O pintor, ao imprimir o seu primeiro traço, ao dar a sua primeira pincelada.
Esse é o
caso de Sante Scaldaferri. Desde que empunhou os pinceis e paletas, preenchendo
a planura das telas vazias com matizes harmônicos, revelou-se um gênio.
Eu o conheço
desde o final dos idos da década de cinquenta, frequentadores que éramos da
Gruta de Lurdes, o famoso café de Bernadete, na Rua Chile, ponto de encontro de
políticos, escritores, artistas e da elite intelectual baiana. E, desde essa
época, já me enamorara pelo seu trabalho. Tanto assim, que a primeira boa
pintura que adquiri, com grande sacrifício, na Galeria Oxumaré, na fugaz
esperança de formar uma boa pinacoteca, foi um quadro de sua lavra: um saveiro
pintado a guache, até hoje acarinhado pelos meus olhos e pelo meu coração.
Como eu
gostaria, nesta hora em que falo de um dos maiores artistas brasileiros, ser um
conhecedor profundo da arte pictórica. Opinaria, por certo, com mais
desenvoltura, com firmeza. Mas, após breve reflexão, concluí que, para
ocupar-me de uma obra genial, de Sante Scaldaferri, eu não careço de
qualificações melhores do que aquelas que me são fornecidas pela minha
capacidade de apreciar o belo e a susceptibilidade que possuo para descobrir a
força poderosa que emana de um artista. Atrevo-me, portanto, a invadir a seara
alheia, sem remorsos, na certeza de que meu juízo terá o endosso dos expertos.
Na
literatura, concordo com os mais diversos autores que admitem Jorge Amado com o
escritor que mais compreendeu a alma da gente baiana. Na pintura, concedo a
Sante essa virtude. Ninguém como ele soube captar e transmitir com tamanha
lucidez, crueza, força e poesia a inteireza do nosso arquétipo. Numa linguagem
própria, sem remoques. Por isso, a obra de ambos é tão ao gosto do povo.

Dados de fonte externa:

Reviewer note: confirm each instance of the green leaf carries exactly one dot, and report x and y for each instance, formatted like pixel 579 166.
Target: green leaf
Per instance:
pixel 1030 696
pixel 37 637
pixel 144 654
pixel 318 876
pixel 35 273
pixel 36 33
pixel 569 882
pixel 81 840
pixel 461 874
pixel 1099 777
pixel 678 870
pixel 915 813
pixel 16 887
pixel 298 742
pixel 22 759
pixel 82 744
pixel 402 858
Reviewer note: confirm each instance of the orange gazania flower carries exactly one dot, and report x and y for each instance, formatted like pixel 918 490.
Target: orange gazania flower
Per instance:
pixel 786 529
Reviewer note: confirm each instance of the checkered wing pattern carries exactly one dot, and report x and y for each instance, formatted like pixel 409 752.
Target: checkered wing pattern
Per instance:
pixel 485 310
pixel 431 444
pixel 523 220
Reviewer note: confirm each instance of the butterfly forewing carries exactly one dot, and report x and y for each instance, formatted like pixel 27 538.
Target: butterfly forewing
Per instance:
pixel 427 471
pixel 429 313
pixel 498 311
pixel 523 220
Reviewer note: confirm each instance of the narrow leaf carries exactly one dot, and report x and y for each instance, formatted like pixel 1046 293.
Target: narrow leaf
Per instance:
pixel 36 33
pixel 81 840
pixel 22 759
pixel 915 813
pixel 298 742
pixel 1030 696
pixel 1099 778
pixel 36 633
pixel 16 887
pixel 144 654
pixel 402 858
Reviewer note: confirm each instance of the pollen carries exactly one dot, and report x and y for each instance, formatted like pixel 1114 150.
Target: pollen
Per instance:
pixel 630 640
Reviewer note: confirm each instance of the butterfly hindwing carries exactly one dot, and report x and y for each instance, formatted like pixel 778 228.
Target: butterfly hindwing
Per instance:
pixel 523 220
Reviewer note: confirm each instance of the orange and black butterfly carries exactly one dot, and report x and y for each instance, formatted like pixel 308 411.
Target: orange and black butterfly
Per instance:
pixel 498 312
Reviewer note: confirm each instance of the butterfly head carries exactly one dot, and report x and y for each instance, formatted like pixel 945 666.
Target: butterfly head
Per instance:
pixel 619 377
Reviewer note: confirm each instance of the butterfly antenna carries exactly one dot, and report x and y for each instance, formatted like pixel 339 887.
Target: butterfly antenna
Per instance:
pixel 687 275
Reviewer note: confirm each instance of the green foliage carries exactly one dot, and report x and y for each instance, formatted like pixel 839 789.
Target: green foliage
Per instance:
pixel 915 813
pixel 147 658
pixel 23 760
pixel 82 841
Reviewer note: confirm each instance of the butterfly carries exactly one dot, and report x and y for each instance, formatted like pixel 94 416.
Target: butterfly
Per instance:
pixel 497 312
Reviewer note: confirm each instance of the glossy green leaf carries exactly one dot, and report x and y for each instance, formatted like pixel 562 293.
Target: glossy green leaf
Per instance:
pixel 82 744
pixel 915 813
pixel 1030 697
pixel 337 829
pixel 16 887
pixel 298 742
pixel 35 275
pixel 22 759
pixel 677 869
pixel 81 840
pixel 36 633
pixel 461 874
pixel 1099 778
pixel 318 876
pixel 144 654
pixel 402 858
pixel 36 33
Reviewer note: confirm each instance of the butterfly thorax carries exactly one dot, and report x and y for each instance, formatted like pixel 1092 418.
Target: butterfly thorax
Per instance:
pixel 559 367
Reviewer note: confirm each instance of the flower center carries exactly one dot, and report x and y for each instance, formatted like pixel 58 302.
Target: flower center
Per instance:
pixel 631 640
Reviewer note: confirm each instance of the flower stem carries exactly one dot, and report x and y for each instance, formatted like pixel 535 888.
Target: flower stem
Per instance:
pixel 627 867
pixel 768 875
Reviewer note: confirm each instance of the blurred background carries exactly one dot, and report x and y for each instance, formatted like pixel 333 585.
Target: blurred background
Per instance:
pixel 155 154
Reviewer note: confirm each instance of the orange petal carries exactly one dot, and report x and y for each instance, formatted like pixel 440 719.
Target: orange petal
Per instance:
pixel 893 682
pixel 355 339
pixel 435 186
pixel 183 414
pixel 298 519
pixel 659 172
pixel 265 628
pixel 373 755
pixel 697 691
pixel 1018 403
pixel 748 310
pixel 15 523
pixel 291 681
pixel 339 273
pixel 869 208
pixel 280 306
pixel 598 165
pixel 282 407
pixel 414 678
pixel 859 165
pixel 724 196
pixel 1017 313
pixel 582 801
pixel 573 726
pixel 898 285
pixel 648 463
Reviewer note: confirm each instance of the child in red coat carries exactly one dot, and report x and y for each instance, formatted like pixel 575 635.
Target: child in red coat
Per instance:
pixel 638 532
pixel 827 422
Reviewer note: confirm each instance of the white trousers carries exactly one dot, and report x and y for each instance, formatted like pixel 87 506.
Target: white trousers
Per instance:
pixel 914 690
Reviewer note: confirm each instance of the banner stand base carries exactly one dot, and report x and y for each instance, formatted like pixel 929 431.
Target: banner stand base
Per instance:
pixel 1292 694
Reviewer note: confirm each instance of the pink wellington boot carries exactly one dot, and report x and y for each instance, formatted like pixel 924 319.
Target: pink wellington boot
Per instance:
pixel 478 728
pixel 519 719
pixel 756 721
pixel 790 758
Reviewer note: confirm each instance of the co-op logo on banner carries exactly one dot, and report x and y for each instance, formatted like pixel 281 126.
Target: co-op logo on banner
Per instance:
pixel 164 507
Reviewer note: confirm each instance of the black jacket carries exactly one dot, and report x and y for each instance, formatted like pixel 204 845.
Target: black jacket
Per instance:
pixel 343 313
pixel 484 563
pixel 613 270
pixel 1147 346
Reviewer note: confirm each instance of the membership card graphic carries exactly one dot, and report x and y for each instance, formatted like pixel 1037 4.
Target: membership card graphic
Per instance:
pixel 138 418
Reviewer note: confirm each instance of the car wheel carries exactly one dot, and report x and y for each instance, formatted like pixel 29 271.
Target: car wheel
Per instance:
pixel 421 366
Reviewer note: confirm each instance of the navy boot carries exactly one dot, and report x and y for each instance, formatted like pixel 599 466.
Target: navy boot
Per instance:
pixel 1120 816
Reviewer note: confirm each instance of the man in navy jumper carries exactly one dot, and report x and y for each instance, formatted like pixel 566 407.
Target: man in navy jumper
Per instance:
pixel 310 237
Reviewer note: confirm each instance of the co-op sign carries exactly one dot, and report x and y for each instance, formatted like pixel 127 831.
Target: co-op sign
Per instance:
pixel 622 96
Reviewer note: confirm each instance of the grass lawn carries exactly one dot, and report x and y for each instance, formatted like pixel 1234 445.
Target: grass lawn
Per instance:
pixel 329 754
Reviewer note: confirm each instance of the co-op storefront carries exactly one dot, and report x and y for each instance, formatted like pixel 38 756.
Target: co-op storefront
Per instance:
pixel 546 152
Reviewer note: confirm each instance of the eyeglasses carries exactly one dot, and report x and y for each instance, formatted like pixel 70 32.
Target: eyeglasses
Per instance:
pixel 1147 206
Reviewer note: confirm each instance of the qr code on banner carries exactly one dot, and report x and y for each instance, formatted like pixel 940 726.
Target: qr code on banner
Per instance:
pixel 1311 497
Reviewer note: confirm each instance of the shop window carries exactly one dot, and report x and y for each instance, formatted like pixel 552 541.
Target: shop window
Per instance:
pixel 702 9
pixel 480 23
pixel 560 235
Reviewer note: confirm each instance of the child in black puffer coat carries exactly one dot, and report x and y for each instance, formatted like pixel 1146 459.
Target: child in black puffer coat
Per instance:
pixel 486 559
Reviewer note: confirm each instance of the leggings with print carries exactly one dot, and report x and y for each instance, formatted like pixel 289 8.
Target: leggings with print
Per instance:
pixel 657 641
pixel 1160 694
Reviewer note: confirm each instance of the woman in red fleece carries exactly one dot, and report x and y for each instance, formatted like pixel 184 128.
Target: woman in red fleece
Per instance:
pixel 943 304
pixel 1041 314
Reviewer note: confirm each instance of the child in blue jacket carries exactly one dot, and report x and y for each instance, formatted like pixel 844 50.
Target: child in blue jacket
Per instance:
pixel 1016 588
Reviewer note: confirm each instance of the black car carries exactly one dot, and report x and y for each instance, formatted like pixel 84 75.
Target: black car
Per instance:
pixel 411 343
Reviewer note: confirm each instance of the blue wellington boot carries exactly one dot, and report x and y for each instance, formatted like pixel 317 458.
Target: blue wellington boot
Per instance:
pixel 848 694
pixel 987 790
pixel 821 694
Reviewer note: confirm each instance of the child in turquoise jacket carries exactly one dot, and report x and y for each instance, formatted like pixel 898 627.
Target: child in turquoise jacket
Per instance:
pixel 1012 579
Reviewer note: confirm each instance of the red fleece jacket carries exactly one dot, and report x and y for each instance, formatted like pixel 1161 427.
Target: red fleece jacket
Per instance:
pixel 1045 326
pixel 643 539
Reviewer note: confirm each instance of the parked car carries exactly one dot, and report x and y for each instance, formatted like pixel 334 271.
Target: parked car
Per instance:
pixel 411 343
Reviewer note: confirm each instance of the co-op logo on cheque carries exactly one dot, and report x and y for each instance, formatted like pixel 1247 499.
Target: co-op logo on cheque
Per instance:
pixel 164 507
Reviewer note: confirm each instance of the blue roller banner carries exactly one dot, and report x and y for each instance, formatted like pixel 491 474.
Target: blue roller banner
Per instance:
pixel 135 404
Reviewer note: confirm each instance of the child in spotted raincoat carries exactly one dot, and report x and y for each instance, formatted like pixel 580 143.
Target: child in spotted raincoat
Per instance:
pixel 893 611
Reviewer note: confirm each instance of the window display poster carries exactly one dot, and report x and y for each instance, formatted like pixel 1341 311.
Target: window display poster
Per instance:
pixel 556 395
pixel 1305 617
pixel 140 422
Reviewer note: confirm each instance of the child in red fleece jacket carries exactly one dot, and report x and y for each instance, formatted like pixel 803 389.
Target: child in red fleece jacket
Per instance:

Temperadas que são com os condimentos que fazem parte do seu dia a dia.
Li, algures,
escrito pelo próprio Sante: “Dentro da
minha pintura, existem vários segmentos: o da arte popular, o da política, das
fraquezas do caráter humano, enfim, das alegrias, dos pecados. É uma pintura de
amor; não uma pintura de agressão.” Econômico e modesto, ao excepcional
criador faltou acrescentar que ela é uma pintura impactante, de rara e poderosa
beleza, sensualidade, jocosidade, remetendo-nos à reflexão, porquanto ela é
também denunciadora das chagas sociais. A principal delas acerca das
desigualdades que permeiam a sociedade, simbolizada nos seus ex-votos, nos seus
gordos, nos acompanhantes das procissões, nos seus beatos. Embora pareça
segmentada, ela não o é, pois possui a unidade de linguagem própria, revelada
em cada um dos seus traços, na harmonia das suas cores, nos temas que abraça e
desenvolve. Com parecença regional, porém ultrapassando os confins da
universalidade.
Dizer mais
da pintura de Sante Scaldaferri e dele próprio é qualificá-lo como um mestre no
seu ofício. Senhor de todas as técnicas. Com exuberância da encuástica que ele
pratica religiosamente, técnica rara entre seus pares. É dizer que na sua arte
convivem, indissolúveis, a ternura, o lirismo, a irreverência e até o deboche.
É, enfim, cognominá-lo o pintor da crítica social.
Desconheço
qualquer outro, pelo menos na minha geração, que tenha impregnado em suas obras
tanta religiosidade e cultura popular como Sante Scaldaferri. Tampouco que
tenha conservado posições tão definidas quanto ele. Sem fazer concessões, por
mínimas que sejam, sem abdicar dos seus postulados, como também por imprimir
nas suas figuras, propositadamente grotescas, deformadas, obesas, muitas vezes
excessivamente maquiadas, outras tantas, a aura do encantamento, uma dimensão
lírica sem precedentes, um rigor estético incomum.
Outrora,
diziam-no um pintor acadêmico. Outros o qualificavam como moderno. Eu sempre o
reputei à frente dos demais, um gênio contemporâneo.